No doubt in a realy underhandedly back-stabbing way after rejecting some of his delicious Kim-chi. This ofcourse would forever brandish the Goblin as "The one who murdered that Kimchi guy" and the shame would follow her to the grave.
Poisoned with delicious kimchi. Almost worth it!
The draenei believes he has discovers a Horde scouting group in a dense, yet remains undetected. Through the use of invisibility, he lays various inferno traps around the encampment and sets it off to watch the splendour of his plan.

Only he notices a large, decorated bird take flight from within the flame; its wings ablaze. As it tumbles, it changes into a night elf; showing no signs being to stop the plummet...
Norbert finds himself in a rather literal bind on his way to work. After struggling to break free, of course to no avail, he looks around but sees no one. He takes out his knife in order to start cutting the entangling roots, and at this point more shoot out from the ground, binding him down more thoroughly.

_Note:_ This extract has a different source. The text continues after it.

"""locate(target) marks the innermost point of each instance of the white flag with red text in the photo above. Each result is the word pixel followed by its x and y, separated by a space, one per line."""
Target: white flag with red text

The last he hears is that what he has done to the forests of Tirisfal, both in life and in death, is quite enough. It is then that the earth reclaims him in a rather literal sense. Some may call it poetic justice.

He never saw his assailant, only heard that last remark from her before entering the embrace of true death.
She's just creeping through the shadows, a stealthy midnight stroll through the forest on the way to some enemy intel, and turns a corner without looking. Then whoosh! Chop! Splat! Brains everywhere! Shame she was invisible, or that undead lumberjack might not have split her head open.
Cathríon would fall by receiving a particularly violent reactionary elbow to the face when flipping Talraea's now exposed ponytail, that inflicts fatal damage.
Last words from Martok the Handsome Peon-Mage "STOP POKING ME !!!!!"
The greatest mistake of Roose was underestimating the enemy.
Accidental drowning from falling into the Stormwind canal and hitting head on a rock. Why?
She was standing at the edge when she saw Roose in his handsome bearded glory and then slipped and fell in when she was going to say hi to him.
Some lady gets dropped on him while he's enjoying the canals in his sloop. She broke the ex-paladin's neck instantly. And then she drowned.